“The masking tape is to protect against flying glass during a bombing and the black curtains are to protect us from our neighbors […] Across the street. They’re totally devoted to the new regime. A glimpse of what goes on in our house would be enough for them to denounce us!”

This quotation, which occurs in Chapter 14, The Wine, after the Iraqis have started bombing Tehran, shows the extent to which Iranians feels besieged on all sides. The Satrapis have to protect themselves from the physical threat of Iraqi bombs as well as the existential threat of their own neighbors’ prying eyes. A family like the one across the street that is “totally devoted to the new regime” understands that the regime relies on Iranians to inform on the illegal or forbidden actions of other Iranians. Presumably the neighbors are true believers and thus happy to oblige. This quotation suggests that the fuel that keeps the Iranian regime going is the blood of their own citizens, who are either sacrificed in the war effort or imprisoned or executed so the regime can consolidate its power. If these devoted neighbors were to see the Satrapis engaging in anything they might deem worthy of a dog whistle, then it would bring down a gauntlet of trouble for the family.

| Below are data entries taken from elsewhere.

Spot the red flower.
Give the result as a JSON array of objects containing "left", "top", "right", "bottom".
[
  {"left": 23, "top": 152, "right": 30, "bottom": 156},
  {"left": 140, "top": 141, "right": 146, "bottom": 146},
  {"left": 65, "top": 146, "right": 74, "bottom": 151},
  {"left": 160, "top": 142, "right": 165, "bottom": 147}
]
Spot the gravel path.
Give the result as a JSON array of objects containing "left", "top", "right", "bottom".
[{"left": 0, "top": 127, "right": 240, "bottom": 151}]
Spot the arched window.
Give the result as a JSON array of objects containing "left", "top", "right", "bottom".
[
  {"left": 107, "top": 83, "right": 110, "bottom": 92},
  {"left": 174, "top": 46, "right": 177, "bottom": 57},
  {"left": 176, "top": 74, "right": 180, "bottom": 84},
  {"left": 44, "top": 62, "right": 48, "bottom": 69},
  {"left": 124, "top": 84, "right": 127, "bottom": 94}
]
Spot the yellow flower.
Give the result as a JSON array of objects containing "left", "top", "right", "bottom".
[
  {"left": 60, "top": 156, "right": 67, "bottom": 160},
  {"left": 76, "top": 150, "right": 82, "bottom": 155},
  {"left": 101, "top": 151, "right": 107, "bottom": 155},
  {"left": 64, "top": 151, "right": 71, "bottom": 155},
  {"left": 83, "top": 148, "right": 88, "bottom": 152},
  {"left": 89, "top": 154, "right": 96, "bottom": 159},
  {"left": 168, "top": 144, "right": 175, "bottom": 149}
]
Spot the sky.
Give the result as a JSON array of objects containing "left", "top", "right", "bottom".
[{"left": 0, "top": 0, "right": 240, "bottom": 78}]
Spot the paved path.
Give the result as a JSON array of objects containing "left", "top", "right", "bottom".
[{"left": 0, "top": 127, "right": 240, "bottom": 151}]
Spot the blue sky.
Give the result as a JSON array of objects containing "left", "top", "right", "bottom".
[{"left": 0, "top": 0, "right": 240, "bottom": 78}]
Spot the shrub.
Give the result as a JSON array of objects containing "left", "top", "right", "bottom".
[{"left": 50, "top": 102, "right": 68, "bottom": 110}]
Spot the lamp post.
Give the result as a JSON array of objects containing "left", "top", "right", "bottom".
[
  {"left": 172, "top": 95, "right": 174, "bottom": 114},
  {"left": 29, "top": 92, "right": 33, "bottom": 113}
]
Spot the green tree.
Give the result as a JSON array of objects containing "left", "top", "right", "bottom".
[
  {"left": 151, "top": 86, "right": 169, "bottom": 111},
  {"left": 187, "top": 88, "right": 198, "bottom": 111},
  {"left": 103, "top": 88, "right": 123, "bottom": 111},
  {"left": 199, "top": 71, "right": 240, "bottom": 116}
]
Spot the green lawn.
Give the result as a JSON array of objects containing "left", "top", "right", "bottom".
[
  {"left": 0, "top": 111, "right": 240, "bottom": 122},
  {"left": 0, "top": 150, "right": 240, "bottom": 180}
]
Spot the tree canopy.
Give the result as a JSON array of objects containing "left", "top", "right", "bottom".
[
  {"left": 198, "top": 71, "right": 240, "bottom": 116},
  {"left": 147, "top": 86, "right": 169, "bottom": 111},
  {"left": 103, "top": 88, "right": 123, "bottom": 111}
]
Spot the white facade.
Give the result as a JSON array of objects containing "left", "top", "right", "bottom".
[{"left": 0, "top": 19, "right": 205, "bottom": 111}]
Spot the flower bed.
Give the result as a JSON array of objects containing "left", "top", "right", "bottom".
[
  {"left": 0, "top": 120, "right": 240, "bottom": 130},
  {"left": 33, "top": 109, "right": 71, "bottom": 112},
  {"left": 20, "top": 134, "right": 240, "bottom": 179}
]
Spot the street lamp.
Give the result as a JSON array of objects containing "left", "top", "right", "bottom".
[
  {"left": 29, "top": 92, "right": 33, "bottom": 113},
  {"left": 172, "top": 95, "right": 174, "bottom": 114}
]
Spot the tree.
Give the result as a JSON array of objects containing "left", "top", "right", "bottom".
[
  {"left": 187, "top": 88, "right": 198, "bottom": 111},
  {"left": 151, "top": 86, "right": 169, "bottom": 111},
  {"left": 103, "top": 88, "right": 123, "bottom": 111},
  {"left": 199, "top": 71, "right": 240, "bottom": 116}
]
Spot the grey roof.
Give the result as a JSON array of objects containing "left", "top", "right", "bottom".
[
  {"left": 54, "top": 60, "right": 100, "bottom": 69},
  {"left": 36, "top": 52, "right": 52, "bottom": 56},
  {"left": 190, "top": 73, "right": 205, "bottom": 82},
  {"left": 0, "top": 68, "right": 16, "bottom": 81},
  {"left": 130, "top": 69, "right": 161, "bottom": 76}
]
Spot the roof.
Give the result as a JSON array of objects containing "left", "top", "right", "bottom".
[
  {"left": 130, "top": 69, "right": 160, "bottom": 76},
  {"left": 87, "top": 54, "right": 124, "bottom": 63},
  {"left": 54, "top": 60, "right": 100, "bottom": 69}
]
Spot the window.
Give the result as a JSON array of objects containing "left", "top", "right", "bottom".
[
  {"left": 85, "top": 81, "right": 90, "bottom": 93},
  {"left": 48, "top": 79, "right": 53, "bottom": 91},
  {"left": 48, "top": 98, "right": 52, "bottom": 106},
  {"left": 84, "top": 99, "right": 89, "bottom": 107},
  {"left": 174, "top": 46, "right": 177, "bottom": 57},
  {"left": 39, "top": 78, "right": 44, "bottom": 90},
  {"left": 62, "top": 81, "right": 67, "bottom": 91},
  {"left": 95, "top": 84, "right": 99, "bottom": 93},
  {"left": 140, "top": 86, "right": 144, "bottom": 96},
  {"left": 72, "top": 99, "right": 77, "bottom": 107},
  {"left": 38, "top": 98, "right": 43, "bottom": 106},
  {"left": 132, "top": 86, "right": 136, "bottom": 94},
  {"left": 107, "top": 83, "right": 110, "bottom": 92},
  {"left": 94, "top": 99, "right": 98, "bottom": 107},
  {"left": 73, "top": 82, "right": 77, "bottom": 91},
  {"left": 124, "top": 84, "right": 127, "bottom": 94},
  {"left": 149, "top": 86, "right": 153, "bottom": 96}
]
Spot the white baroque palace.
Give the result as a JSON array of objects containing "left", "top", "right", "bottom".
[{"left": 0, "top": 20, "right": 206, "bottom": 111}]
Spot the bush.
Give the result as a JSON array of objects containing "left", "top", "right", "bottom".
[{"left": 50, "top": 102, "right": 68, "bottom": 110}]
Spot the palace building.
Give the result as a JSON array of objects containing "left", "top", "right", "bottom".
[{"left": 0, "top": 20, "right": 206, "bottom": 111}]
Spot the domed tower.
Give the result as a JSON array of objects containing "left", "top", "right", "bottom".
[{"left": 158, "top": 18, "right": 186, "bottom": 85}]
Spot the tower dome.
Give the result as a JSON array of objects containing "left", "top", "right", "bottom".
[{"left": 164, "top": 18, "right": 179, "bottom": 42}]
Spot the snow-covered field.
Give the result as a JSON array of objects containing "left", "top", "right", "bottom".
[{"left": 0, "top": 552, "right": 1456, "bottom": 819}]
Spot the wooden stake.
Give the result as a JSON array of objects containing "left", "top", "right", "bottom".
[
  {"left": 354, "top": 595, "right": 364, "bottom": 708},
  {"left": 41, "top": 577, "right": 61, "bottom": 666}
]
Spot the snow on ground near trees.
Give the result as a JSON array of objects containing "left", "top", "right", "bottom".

“They eventually admitted that the survival of the regime depended on the war. When I think we could have avoided it all … it just makes me sick. A million people would still be alive.”

This quotation occurs in Chapter 15, The Cigarette, shortly after the Iranian regime has refused to negotiate for peace with the Iraqis. The illustration on the page is a full-page drawing of a chaotic battlefield scene, full of smoke, gunfire, and explosions. Many men are pictured fighting and dying as Marji narratively walks through the gruesome scene. Marji laments the Iranian regime’s decision to refuse peace, even when they know full well how many Iranians will die as a result of this decision. Marji also shrewdly observes that the regime depends upon the war for its survival. This suggests that the regime is fully aware of its cannibalizing nature. It is significant that Satrapi chooses to depict men both clean-shaven modernists and fully bearded fundamentalists in the battle scene. This represents the sad truth that the Iranian regime consumes the lives of every kind of Iranian, whether they support the regime or not.

“To die a martyr is to inject blood into the veins of society.”

This quotation, which occurs in Chapter 15, The Cigarette, when Iran refuses the Iraqis’ offer of a peaceful settlement, is a motto of the regime’s own making. It is a piece of propaganda that is intended to encourage Iranians to sacrifice their lives in the war effort. With this motto, the regime implies that dying for one’s country makes the country stronger. To Iranians like Marji, however, the opposite is true. Every Iranian that dies is a loved one whose death is a terrible blow to his or her friends and family. Marji’s own experience with Uncle Anoush and her classmates’ experiences in losing their loved ones shows that these traumas damage and weaken Iranians, and thus Iran. Nevertheless, the Iranian regime knows its survival depends upon its feeding off of its own citizens, and this motto suggests they embrace it.